Em todas elas, o pano de fundo é a sucessão presidencial, uma terra em que o principal candidato, Lula, estará fora do jogo, condenado por seus crimes. Nesse cenário- uma terra de ninguém- cada movimento é uma oportunidade de declarações estapafúrdias e populismo barato. No último ato, com Temer, cada vez mais acuado pela Lava-jato, a greve dos caminhoneiros, que começou como manifestação legítima, tornou-se locaute, e completou-se com infiltrados, manipulação política e um prejuízo monumental a economia do país. O presidente- desrespeitado, acintosamente- em reuniões, tudo cedeu aos condutores, e considerou-se iluminado por encontrar como solução para o problema a retirada de recursos da Saúde e Educação, mostrando que a pressão tem afetado sua noção de realidade.

Ao lado disso, a renúncia de Pedro Parente- adorado pelos mercados e acionistas e odiado pelos brasileiros que arcam com o custo de sua política de preços-, após promover 107 reajustes de combustível em 10 meses, em fúria, só comparável ao Ministro Gilmar, que deferiu 15 habeas-corpus, em 15 dias, no STF. Aliás, contratos de sócios de Parente, com a Petrobras, viriam à tona, se uma CPI fosse instalada, o que, certamente, contribuiu para sua decisão. 

Detalhe importante foi o apoio inicial da população, à greve, em uma espécie de catarse social, de incorporar a greve alheia para chamar de sua, apenas, para mostrar seu descontentamento com tudo isso que está aí.

Outro dado a chamar atenção foi a aprovação de  35% da população a intervenção militar, descartada repetidamente pelos oficiais das Forças Armadas, que tem mostrado um comportamento exemplar,  até aqui. Isso, apesar deles terem se transformado em pau para toda obra, pelo presidente Temer, que em toda situação de crise, recorre aos militares.

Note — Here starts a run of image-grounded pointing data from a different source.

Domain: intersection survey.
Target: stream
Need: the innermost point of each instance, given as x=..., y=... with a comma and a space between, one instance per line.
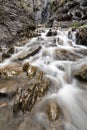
x=59, y=58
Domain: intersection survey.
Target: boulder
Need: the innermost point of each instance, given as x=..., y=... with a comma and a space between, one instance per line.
x=51, y=33
x=81, y=74
x=16, y=20
x=81, y=36
x=34, y=89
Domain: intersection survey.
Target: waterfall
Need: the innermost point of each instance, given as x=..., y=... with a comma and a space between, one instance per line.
x=58, y=58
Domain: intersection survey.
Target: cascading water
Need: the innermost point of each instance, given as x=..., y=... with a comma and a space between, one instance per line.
x=58, y=58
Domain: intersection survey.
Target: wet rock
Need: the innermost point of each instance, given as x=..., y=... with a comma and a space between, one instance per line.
x=67, y=11
x=60, y=41
x=33, y=90
x=63, y=54
x=81, y=37
x=8, y=53
x=30, y=52
x=16, y=20
x=51, y=33
x=53, y=111
x=81, y=74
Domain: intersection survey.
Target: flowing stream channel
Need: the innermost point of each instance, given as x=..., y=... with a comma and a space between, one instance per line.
x=59, y=58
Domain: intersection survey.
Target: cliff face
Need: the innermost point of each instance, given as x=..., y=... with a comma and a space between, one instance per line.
x=16, y=20
x=66, y=10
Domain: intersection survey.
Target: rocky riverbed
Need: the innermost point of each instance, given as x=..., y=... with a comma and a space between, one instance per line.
x=39, y=78
x=43, y=65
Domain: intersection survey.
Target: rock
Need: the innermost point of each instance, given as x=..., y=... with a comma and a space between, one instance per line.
x=51, y=33
x=60, y=41
x=81, y=37
x=81, y=74
x=16, y=20
x=53, y=111
x=8, y=53
x=35, y=88
x=67, y=10
x=63, y=54
x=29, y=52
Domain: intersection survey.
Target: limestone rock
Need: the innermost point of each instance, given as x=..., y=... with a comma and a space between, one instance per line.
x=81, y=74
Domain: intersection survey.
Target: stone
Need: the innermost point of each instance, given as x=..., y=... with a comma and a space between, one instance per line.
x=16, y=21
x=53, y=111
x=63, y=54
x=81, y=74
x=36, y=87
x=30, y=52
x=81, y=36
x=51, y=33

Enfim, foram dias tensos, graves, com uma série de fatos que vão continuar impactando negativamente na economia, reduzindo o PIB, agravando a retomada do emprego, gerando mais instabilidade e insatisfação do brasileiro com a impunidade.

A proximidade cada vez maior da eleição irá levar a outros fatos, talvez, mais provocativos. Como nunca antes nesse país testaremos nossos limites institucionais e precisaremos estar atentos, vigilantes, para evitarmos o fracasso de nosso processo democrático.